Review by Steve Bennett

London Hughes is just a teensy bit less coy than the semi-censored title of her show suggests. For if you’re going to be offended by the word ‘dick’ this is 100 per cent not the comedy special for you.

To Catch A D*ck is a bawdy, unfiltered romp through Hughes’s eventful sexual history, from 50 Shades Of Grey role-playing to blow-job techniques such as The Seagull, enthusiastically acted out here; and from her tireless research into the stereotype that black men are well hung to dates with an Olympic boxer, a drug-addled investment banker and a generous foot-fetishist. Occasionally, she’ll even sleep with a ‘civilian’ - but only out of charity, mind.

Every moment of this show is celebratory and sex-positive. Gleefully reclaiming he word ‘ho’, she he can lay claim, like Luisa Omielan before her, to being the Beyoncé of comedy: raucous, uncompromising and fun – while packing some seriously empowering attitude into her knob jokes.

If confidence was currency, Hughes would be Jeff Bezos. Her opening line is: ‘I’m London Hughes and I’m really funny’ - and latter boasts of her ambition to become ‘the next female Richard Pryor’. She certainly shares his willingness that life should be an open book.
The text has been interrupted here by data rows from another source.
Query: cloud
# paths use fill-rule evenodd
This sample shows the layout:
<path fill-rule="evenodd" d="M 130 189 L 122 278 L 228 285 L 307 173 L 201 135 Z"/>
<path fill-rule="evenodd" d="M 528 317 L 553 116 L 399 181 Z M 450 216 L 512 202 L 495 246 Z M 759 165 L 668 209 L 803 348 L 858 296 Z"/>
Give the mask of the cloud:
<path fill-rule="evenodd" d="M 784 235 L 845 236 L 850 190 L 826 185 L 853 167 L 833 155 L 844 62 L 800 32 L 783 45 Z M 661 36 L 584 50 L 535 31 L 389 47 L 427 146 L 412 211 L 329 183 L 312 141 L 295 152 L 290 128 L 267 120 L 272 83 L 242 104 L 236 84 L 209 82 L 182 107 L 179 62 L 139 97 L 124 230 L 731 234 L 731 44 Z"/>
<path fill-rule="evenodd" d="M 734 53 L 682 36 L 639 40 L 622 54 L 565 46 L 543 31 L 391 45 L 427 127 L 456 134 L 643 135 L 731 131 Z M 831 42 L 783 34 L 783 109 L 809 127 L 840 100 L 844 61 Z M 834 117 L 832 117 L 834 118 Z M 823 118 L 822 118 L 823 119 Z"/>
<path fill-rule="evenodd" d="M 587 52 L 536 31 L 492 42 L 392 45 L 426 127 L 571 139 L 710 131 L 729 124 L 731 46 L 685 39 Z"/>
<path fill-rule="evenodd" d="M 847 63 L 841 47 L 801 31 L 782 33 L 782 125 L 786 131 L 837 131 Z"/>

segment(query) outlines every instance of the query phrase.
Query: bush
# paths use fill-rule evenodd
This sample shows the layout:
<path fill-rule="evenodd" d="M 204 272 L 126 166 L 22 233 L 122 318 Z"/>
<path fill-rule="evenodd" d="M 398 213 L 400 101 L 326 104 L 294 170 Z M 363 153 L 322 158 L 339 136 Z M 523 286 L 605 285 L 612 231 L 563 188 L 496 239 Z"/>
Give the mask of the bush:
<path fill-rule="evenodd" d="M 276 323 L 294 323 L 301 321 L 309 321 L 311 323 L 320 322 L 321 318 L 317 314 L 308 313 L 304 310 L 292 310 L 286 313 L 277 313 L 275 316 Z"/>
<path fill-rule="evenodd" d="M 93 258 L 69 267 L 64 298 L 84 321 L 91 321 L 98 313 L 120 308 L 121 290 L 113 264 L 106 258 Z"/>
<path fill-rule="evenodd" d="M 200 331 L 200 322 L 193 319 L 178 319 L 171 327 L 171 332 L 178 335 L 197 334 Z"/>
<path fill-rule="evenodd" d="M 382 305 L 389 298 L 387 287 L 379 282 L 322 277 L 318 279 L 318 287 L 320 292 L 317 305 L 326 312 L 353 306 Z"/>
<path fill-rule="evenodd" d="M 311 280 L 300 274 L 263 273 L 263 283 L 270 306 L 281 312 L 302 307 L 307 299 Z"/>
It is, perhaps, a living version of ‘dressing for the job you want’: act like a global comedy superstar for long enough and that will be your fate. Even in her first TV job, as a presenter on porn channel Babestation, was she working the angles, looking for a way to get spotted in the hinterland of the cable channels. And with this special, a movie, and surely more in the pipeline, Hughes is starting to fulfil that VIP destiny.

But there is a flip-side to this, which forms the crux of this special. She’s successful, confident, good-looking and funny, all of which very shaggable traits in a man. Yet she finds herself woefully, perpetually single. And not for the want of asking.

The exposing of dual standards is a constant her material - even when sometimes those hypocrisies works in her favour. Coming from a male comedian, the idea of a woman Giving Head for shoes would almost certainly be sexist – but Hughes is very clear that she’s perfectly happy with that deal. Like everything, it’s on her terms.

Most tellingly, when she has to brazen out an odd situation in one of her typically wild anecdotes she tells herself: ‘I need to carry myself with all the confidence of a mediocre man.’ There are many such wise words on society’s ingrained sexism here, casually tossed out in her force-of-nature delivery that sometimes leaves her short of breath.

Inevitably, that supercharged performance loses some of its potency through the screen – and the frankness might make for awkward viewing, depending on who you view it with – but the way she works and energises the Los Angeles crowd, boosting the women’s confidence while teasing the men, nevertheless shines through.

Yet beyond the assured, raunchy swagger, there’s a single-minded purpose, which will supercharge her assault on the American scene, kicking down its doors with this energetic special.